After Benzel’s performance, I found the Esquire article Threnody engages with and comments on. After having looked at the article, I’m particularly interested to see Benzel’s performance once again on June 28, during the Hammer Bash.

Immediately after Benzel’s first performance, the audience crowded in for Math Bass’s Brutal Set. I was curious about what Bass’s performance would look like—I was able to take some pictures of the set during rehearsal, but was unsure of what the cinderblocks, ladders, and potted plants would be transformed into during her performance. I experienced a bit of a dilemma during Brutal Set: taking pictures felt like it may disrupt the pretty intense atmosphere created by performers within that space.
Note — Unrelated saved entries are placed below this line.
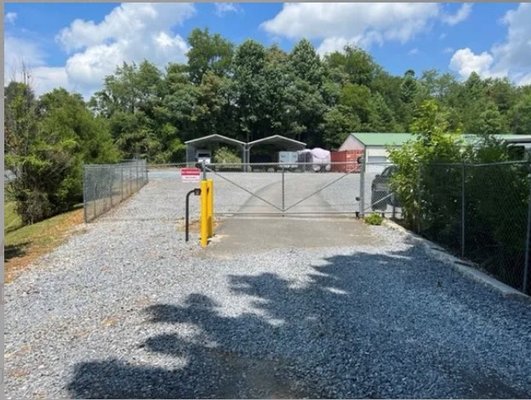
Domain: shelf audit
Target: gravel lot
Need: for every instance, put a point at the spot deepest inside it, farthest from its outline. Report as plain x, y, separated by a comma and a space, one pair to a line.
127, 309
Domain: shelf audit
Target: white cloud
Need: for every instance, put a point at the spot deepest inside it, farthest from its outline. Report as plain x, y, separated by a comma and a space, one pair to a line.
225, 8
46, 79
510, 58
131, 32
464, 61
461, 15
10, 18
19, 52
362, 24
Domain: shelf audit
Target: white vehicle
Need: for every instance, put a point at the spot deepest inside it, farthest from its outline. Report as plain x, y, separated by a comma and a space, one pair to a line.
203, 155
288, 159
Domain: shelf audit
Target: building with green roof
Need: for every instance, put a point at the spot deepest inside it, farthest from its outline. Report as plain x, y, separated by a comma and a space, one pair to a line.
375, 145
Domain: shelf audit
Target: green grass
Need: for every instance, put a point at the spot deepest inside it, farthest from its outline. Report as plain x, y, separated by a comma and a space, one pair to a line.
23, 244
374, 219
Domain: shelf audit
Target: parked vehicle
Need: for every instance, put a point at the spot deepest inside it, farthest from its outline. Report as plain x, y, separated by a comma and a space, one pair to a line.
288, 159
317, 160
381, 194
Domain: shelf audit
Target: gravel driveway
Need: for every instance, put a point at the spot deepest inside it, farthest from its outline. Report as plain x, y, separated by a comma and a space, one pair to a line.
127, 309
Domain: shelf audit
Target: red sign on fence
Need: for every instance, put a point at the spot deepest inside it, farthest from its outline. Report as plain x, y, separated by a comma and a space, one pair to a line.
190, 174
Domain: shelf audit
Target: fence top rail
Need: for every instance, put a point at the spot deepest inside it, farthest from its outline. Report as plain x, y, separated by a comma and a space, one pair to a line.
120, 164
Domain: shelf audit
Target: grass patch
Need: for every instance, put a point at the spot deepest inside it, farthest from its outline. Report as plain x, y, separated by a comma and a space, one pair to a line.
23, 244
373, 219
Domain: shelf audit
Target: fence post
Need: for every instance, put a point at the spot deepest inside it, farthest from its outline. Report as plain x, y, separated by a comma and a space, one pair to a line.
112, 185
463, 209
419, 198
85, 193
95, 199
526, 262
122, 181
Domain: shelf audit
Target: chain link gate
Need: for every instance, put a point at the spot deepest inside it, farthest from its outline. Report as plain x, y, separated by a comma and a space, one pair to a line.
294, 189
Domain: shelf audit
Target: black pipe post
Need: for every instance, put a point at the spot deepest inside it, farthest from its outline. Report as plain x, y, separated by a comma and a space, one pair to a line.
197, 192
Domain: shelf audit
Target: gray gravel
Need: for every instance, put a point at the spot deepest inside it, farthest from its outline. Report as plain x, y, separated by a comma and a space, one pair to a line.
127, 309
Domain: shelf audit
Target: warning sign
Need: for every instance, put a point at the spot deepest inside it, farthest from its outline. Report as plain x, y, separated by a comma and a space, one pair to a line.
190, 174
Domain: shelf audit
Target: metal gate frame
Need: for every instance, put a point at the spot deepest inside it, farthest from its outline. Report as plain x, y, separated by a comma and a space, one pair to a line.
283, 210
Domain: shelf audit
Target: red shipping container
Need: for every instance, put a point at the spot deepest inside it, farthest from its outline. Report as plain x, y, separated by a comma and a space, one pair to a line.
348, 158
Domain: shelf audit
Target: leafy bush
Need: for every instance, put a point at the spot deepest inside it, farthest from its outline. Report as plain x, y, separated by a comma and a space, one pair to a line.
47, 142
373, 219
432, 172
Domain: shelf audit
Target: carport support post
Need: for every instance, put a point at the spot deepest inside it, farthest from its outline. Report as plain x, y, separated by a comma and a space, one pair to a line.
526, 265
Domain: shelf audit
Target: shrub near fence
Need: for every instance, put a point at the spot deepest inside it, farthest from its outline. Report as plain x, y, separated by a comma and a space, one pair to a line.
481, 211
106, 185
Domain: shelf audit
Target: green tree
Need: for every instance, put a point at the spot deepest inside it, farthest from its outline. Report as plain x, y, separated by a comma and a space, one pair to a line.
48, 154
521, 116
208, 53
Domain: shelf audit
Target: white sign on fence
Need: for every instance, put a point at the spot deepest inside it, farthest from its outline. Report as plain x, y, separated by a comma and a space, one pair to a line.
190, 174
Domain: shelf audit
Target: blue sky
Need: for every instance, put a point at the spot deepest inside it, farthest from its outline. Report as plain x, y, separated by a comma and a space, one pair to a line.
76, 45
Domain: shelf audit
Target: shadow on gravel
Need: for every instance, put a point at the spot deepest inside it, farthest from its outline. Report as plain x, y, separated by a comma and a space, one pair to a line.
363, 326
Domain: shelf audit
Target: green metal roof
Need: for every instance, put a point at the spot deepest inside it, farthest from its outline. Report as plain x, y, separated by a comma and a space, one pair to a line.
382, 139
397, 139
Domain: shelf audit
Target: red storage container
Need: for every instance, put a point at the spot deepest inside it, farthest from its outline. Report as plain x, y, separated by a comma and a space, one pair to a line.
348, 157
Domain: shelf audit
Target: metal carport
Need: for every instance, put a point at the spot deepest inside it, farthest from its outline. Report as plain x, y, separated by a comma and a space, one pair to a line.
290, 144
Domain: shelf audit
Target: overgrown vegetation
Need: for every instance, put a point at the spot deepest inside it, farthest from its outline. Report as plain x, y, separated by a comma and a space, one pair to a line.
443, 182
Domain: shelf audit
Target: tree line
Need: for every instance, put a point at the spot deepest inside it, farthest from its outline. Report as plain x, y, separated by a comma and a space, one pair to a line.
245, 92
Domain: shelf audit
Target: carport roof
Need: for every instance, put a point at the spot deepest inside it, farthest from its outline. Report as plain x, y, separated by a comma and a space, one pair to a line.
278, 138
215, 138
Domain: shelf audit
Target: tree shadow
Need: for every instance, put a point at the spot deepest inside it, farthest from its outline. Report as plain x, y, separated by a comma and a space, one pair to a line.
366, 325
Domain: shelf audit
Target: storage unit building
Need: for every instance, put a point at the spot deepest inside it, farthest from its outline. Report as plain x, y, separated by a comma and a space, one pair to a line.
374, 147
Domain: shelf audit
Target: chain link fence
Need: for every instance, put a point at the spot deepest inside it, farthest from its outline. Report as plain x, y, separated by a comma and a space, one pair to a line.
481, 212
106, 185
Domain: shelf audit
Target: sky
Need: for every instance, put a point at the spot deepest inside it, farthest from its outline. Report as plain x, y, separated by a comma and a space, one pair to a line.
75, 45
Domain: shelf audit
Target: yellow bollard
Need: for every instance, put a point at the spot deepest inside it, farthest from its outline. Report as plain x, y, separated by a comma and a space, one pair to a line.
203, 217
210, 206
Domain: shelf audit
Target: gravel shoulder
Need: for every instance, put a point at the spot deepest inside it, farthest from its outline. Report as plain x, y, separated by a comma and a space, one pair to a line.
127, 309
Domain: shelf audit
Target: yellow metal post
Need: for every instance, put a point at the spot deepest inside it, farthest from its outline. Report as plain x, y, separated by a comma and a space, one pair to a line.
210, 206
203, 218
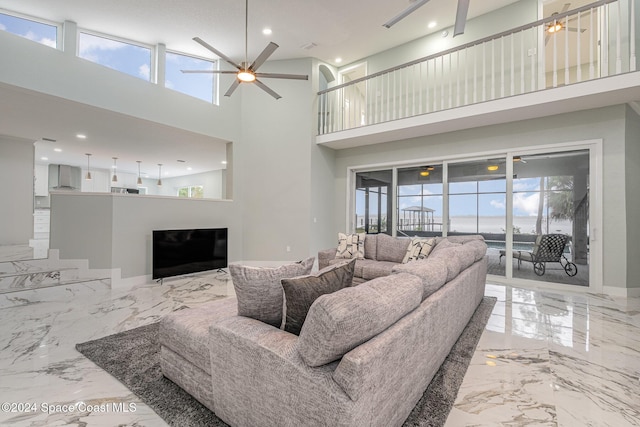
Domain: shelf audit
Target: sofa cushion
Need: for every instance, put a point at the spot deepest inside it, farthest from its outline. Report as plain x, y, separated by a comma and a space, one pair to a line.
186, 331
341, 321
359, 266
370, 245
432, 272
479, 249
377, 269
443, 243
419, 248
259, 291
301, 292
350, 246
451, 259
391, 248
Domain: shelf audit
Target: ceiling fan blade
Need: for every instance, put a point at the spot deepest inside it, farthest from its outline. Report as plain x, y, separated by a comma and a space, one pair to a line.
405, 13
266, 53
266, 89
216, 51
233, 87
283, 76
208, 72
461, 17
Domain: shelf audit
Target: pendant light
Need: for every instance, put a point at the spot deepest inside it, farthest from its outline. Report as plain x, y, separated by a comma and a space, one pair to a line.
139, 177
88, 175
114, 178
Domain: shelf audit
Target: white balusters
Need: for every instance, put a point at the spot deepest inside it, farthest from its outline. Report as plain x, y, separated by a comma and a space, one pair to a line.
468, 74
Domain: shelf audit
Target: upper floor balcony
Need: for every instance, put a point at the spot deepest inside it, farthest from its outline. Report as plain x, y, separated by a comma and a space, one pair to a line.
574, 60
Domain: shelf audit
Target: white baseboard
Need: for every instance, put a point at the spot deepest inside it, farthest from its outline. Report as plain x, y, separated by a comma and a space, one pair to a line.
117, 282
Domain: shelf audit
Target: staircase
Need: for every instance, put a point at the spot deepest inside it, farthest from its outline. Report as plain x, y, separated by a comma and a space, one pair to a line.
22, 275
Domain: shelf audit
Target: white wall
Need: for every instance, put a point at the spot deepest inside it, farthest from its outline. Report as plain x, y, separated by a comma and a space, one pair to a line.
519, 13
43, 69
272, 165
632, 174
606, 123
16, 175
114, 230
212, 181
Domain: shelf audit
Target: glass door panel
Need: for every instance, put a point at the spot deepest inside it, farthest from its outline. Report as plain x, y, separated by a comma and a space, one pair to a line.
477, 205
419, 209
372, 201
551, 217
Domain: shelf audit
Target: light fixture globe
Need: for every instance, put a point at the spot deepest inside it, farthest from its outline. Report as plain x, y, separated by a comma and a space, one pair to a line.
246, 76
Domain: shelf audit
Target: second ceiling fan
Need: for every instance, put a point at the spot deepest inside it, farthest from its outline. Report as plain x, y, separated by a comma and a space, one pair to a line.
245, 72
461, 15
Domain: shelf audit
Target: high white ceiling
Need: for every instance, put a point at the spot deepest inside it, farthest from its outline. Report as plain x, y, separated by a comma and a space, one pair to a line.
349, 29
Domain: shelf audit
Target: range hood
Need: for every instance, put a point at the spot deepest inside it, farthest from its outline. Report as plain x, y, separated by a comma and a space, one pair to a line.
64, 177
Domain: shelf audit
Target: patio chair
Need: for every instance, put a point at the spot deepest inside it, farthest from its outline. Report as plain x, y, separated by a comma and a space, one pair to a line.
548, 248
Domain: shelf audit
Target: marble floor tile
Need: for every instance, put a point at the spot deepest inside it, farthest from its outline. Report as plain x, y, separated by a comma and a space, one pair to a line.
556, 359
544, 359
40, 366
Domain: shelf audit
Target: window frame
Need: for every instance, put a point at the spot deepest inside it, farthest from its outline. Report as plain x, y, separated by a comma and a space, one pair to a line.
153, 72
24, 16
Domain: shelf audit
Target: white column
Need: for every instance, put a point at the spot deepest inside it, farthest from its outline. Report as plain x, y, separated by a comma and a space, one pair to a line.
160, 64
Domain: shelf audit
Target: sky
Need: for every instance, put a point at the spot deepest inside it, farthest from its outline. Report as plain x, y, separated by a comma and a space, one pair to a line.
490, 201
125, 57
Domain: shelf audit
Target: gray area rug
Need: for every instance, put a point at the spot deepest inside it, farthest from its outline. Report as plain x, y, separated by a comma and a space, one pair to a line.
133, 358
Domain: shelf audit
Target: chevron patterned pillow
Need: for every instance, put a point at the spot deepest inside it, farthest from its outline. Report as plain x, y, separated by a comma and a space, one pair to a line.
350, 246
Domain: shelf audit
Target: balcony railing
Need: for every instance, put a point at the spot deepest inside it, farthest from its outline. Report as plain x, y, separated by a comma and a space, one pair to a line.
591, 42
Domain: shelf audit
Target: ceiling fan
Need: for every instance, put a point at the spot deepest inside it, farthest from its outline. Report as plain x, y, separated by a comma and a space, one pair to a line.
247, 73
461, 15
554, 27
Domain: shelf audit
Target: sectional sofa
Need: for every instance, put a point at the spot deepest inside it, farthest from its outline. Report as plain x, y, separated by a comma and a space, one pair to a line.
364, 356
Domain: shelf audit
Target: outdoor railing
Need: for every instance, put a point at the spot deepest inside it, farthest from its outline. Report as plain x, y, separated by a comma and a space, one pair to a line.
499, 66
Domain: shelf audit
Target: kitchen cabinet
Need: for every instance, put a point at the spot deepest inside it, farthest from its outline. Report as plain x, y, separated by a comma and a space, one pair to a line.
41, 180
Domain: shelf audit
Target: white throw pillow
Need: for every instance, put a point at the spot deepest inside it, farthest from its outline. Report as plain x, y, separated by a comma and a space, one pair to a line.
350, 246
419, 248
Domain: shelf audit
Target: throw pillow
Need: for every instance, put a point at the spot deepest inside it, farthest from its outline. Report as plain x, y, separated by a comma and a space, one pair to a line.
419, 248
341, 321
350, 246
259, 292
301, 292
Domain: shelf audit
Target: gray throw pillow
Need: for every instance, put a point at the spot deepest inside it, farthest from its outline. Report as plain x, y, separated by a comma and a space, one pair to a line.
259, 292
301, 292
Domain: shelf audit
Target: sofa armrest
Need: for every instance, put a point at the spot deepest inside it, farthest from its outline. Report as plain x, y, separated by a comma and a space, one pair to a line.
325, 256
255, 365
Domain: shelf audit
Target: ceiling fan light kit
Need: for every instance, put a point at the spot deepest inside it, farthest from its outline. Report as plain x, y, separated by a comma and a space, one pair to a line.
244, 73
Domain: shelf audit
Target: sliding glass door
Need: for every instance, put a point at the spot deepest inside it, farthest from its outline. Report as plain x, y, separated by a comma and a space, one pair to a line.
551, 217
373, 202
533, 209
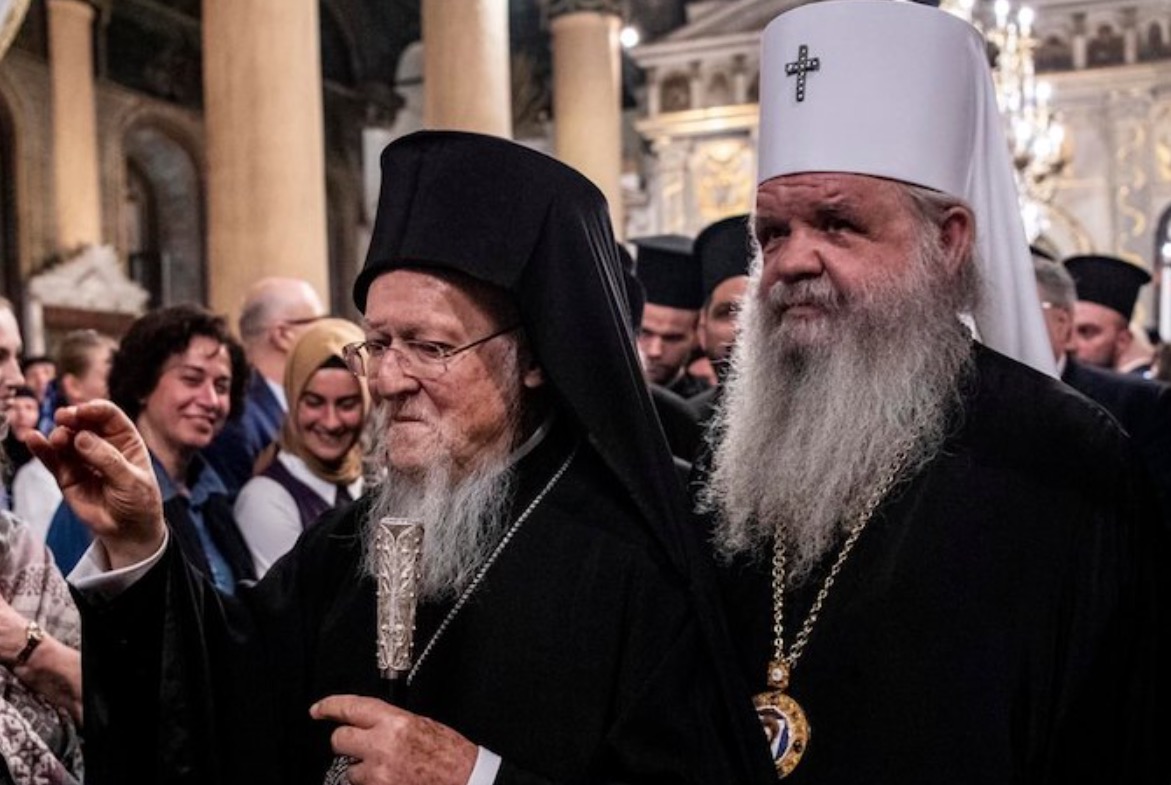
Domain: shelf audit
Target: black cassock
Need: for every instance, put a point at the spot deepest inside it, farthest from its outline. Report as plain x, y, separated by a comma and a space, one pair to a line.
1000, 618
579, 659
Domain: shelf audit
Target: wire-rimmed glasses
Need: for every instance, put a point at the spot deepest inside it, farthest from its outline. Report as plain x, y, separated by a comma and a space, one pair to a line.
423, 360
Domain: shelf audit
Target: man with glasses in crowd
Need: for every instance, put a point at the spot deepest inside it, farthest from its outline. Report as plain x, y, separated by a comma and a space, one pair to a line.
562, 629
275, 312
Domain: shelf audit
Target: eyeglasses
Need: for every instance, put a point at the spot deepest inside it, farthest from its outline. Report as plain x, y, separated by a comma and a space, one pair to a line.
300, 322
422, 360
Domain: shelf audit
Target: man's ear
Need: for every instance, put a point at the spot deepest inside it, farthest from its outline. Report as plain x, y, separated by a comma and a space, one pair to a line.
1122, 341
702, 329
281, 335
533, 377
957, 236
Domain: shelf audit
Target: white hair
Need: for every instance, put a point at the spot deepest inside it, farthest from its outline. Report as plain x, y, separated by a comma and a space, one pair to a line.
814, 416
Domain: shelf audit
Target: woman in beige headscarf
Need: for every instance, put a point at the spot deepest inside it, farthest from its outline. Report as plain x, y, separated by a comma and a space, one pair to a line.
316, 463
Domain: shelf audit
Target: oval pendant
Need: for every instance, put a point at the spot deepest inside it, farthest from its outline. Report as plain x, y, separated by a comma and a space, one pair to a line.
785, 727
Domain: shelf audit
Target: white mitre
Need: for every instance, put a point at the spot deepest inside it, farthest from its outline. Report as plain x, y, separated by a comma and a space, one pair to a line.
904, 91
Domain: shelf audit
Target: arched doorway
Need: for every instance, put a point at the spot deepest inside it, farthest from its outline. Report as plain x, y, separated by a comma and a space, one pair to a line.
163, 217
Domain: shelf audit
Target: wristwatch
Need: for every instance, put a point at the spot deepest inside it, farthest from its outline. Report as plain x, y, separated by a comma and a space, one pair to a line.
33, 637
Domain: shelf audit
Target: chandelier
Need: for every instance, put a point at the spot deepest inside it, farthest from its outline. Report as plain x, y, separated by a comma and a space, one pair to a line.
1035, 137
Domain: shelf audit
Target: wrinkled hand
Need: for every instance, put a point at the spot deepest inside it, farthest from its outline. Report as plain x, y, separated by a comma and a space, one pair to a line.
392, 745
104, 472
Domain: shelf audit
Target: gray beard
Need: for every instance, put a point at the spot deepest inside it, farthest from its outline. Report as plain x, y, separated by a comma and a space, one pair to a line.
463, 518
815, 415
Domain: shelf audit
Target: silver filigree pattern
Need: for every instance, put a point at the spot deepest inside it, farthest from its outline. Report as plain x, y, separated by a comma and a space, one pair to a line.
398, 546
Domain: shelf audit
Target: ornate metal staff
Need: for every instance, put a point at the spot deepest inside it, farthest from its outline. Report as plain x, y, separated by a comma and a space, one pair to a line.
398, 545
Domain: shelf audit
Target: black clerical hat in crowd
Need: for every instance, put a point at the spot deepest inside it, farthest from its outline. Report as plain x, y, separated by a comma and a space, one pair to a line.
724, 252
541, 232
1108, 281
669, 271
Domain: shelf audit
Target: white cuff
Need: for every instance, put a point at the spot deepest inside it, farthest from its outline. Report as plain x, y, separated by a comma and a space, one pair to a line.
487, 764
93, 574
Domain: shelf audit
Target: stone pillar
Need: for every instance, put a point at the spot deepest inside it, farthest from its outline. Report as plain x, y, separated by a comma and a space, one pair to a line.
654, 91
696, 82
1080, 40
76, 179
587, 94
1128, 19
466, 83
266, 173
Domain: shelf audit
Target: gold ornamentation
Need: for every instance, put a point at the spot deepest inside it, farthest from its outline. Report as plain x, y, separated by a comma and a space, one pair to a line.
783, 721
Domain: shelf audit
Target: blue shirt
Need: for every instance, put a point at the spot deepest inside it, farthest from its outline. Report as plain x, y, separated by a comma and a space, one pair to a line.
69, 537
206, 483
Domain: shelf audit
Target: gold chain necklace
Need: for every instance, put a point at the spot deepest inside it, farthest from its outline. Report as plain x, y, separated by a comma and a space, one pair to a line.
782, 718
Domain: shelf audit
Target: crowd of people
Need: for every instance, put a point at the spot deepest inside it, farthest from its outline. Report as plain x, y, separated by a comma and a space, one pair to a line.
857, 487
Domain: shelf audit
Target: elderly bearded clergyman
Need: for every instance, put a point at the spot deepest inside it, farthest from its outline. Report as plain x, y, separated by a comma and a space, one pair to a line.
560, 636
937, 562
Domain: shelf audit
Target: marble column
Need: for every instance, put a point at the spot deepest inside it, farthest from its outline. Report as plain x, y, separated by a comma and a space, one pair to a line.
266, 173
466, 83
587, 94
75, 169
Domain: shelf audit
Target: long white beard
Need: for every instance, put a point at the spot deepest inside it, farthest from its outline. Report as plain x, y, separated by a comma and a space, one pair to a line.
815, 414
463, 517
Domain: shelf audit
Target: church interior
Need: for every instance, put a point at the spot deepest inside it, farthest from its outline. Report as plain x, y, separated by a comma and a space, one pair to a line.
162, 151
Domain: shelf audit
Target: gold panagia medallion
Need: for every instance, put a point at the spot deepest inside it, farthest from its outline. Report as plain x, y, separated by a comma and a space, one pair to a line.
783, 721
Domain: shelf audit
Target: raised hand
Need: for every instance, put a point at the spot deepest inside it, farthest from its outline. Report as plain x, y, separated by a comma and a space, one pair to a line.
391, 745
104, 472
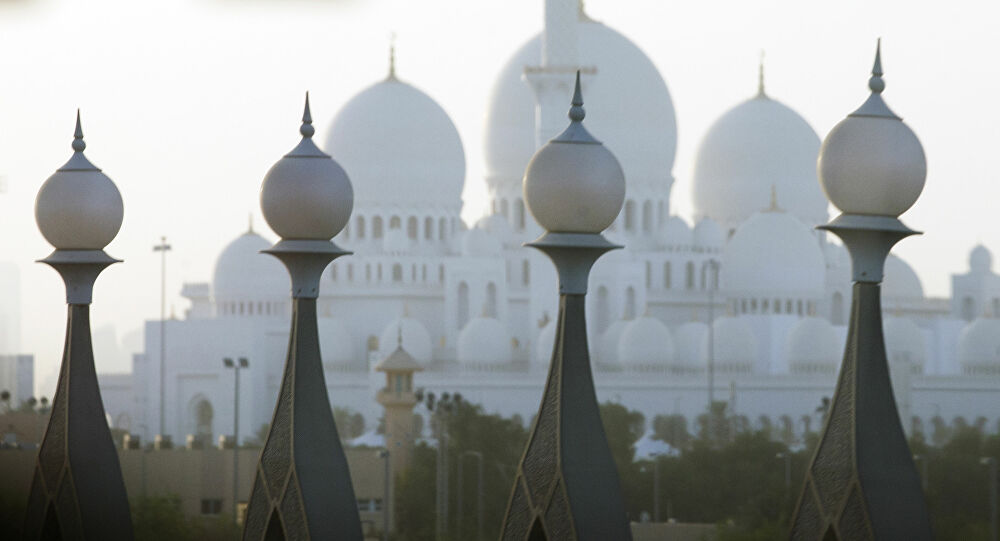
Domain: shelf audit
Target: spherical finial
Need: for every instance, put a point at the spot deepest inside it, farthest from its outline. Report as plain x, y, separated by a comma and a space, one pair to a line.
577, 113
78, 143
871, 162
306, 195
79, 207
574, 184
307, 129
I settled for just a few until the cast came out for their final bow.

-Salonee Bhaman, Getty Intern

Filed under: Made in L.A. Artists

Jun 27, 2012

AND THE FINALISTS ARE:

The five finalists for the Mohn Award are Simone Forti, Liz Glynn, Meleko Mokgosi, Slanguage, and Erika Vogt.  The $100,000 award will be granted over two years to one artist from the exhibition Made in L.A. 2012 and will be accompanied by the publication of a book on the finalist’s work.  Funded through the generosity of Los Angeles philanthropists and art collectors Jarl and Pamela Mohn, a jury of four professional curators selected the five finalists from among the 60 artists in the exhibition.

The Mohn Award Jury was comprised of Cecilia Alemani (curator and director of High Line Art Program), Doryun Chong (associate curator at the Museum of Modern Art), Rita Gonzalez (curator of contemporary art at LACMA), and Anthony Huberman (independent curator and writer).  They issued this statement:

“Each of the five artists selected presented ambitious projects that intrigue the viewer and offer a compelling example of the concerns and working methods that inform and drive their art-making. Their installations and performances showcased in Made in L.A. 2012 demonstrate the ways in which these artists are pushing the boundaries of their respective mediums, activating the gallery in thoughtful ways, and sometimes even going beyond it through performances, workshops, and other means of engagement. Beyond their strong contributions to the exhibition, we feel confident that these artists will continue to contribute to the field and participate meaningfully in the conversations and debates that characterize contemporary art practices well into the future. While the selection process was completely open, we are pleased that this selection of artists exemplifies the range of materials, ethnicities, gender, and age represented in the overall exhibition. Because we appreciate the efforts of all the artists in the exhibition, this was a tough decision to reach and one that required much discussion and debate. We offer our congratulations to the finalists.”

The Mohn Award recipient will be chosen by visitors to the exhibition. Public voting begins today, June 28 at 12pm. We ask the public to choose their favorite artist from the above-mentioned finalists.

Visitors to Made in L.A. 2012 may register to vote on-site at all three exhibition venues (Hammer Museum, LA><ART, and the Los Angeles Municipal Art Gallery) and may only vote once they are registered. A photo ID is required. Once registered, a voter may cast his or her vote on-site or online.

Voting begins Thursday, June 28, at 12pm PST and ends on Sunday, August 12 at 11:59PM PST. The finalist will be announced soon after.